The Department of Labor is currently working on final regulations regarding default investment options in tax qualified plans subject to the Employment Retirement Income Security Act of 1974.
These regulations are likely to shape the course of employee investments in coming years, including how and whether employees can benefit from the unique ability of annuities to guarantee a lifetime income from assets accumulated in 401(k) and 403(b) plans.
By way of background, ERISA section 404 imposes standards on fiduciaries of qualified plans, including those who make investment decisions affecting plan assets. A breach can result in liability for any losses to the plan and its participants.
An important exception to this comes under section 404(c)(1) for individual account plans, such as a 401(k), where the participant directs account asset investment among diversified options. Under the exception, a fiduciary is not liable for any loss resulting from a participant’s exercise of control of those assets.
The new Pension Protection Act of 2006 has now extended this exception to fiduciaries investing participant assets in default investment alternatives (in accord with DOL regulations) where a participant fails to exercise affirmative investment control. PPA says those regulations should provide guidance on the appropriateness of designating default investments that include a mix of asset classes consistent with capital preservation, long-term capital appreciation, or a blend of both.

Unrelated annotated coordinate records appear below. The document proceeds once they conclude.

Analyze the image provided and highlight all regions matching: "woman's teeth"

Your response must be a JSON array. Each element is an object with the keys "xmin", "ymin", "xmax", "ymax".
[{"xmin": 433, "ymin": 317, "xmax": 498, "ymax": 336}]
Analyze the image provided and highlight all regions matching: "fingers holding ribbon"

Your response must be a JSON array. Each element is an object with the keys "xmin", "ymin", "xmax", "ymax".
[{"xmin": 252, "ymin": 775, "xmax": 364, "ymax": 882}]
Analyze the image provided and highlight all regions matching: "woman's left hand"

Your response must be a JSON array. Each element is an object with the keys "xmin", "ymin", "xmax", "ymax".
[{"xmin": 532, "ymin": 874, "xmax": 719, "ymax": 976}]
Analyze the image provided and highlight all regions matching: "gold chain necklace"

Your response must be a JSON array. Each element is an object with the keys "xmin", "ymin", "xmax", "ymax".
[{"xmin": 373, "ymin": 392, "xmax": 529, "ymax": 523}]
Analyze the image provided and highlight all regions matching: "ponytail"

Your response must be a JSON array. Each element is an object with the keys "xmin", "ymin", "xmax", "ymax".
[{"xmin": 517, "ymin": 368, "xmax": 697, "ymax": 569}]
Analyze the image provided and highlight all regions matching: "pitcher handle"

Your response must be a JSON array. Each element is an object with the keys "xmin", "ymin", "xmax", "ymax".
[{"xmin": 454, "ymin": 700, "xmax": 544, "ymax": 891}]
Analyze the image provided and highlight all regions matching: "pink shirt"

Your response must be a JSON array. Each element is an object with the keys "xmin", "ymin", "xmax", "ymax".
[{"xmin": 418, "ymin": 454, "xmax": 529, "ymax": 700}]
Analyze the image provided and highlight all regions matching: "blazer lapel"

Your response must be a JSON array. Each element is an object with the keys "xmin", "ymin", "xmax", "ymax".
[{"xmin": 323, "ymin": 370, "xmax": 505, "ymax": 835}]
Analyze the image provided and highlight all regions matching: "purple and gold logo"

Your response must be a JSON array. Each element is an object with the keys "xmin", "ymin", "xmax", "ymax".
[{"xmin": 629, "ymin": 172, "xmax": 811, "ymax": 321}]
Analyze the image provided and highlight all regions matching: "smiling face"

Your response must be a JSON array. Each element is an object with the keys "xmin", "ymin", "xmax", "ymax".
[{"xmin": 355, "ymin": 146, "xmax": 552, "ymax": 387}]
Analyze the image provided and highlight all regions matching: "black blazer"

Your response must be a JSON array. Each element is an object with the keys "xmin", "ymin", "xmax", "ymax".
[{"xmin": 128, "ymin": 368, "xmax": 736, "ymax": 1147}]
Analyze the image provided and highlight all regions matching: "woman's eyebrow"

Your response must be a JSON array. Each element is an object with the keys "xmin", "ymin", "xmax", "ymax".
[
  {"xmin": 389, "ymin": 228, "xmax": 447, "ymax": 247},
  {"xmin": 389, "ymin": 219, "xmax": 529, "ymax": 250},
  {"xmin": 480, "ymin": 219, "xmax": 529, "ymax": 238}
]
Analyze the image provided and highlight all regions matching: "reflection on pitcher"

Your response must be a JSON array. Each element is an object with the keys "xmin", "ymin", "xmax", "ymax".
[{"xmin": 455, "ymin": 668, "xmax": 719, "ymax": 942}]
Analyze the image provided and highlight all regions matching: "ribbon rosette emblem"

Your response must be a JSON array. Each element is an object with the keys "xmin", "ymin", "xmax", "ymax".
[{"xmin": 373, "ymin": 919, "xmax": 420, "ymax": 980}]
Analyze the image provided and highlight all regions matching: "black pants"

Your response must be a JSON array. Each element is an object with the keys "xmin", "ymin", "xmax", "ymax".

On Sept. 27, 2006, the DOL issued proposed regulations interpreting this new exception for default investment options. The final regulations are due Feb. 17, 2007.
The proposed regulations have attracted approximately 103 comment letters, including many from life insurance people. The insurance industry letters (as well as many others) center on the proposed definition of “qualified default investment alternatives” or “QDIAs.”
In contrast to DOL’s express rejection, in the proposed regulations, of stable value and money market funds as QDIAs, the proposal is simply silent on using annuities to provide default investments.
It appears fairly clear that, under the proposal, deferred fixed annuities would not qualify as QDIAs. On the other hand, the proposed regulations are carefully drafted to refer to “investment fund products.” It may well be reasonable to conclude that an investment in a variable deferred annuity contract separate account is an “investment fund product” that may qualify as a QDIA, if all of the applicable requirements otherwise are met.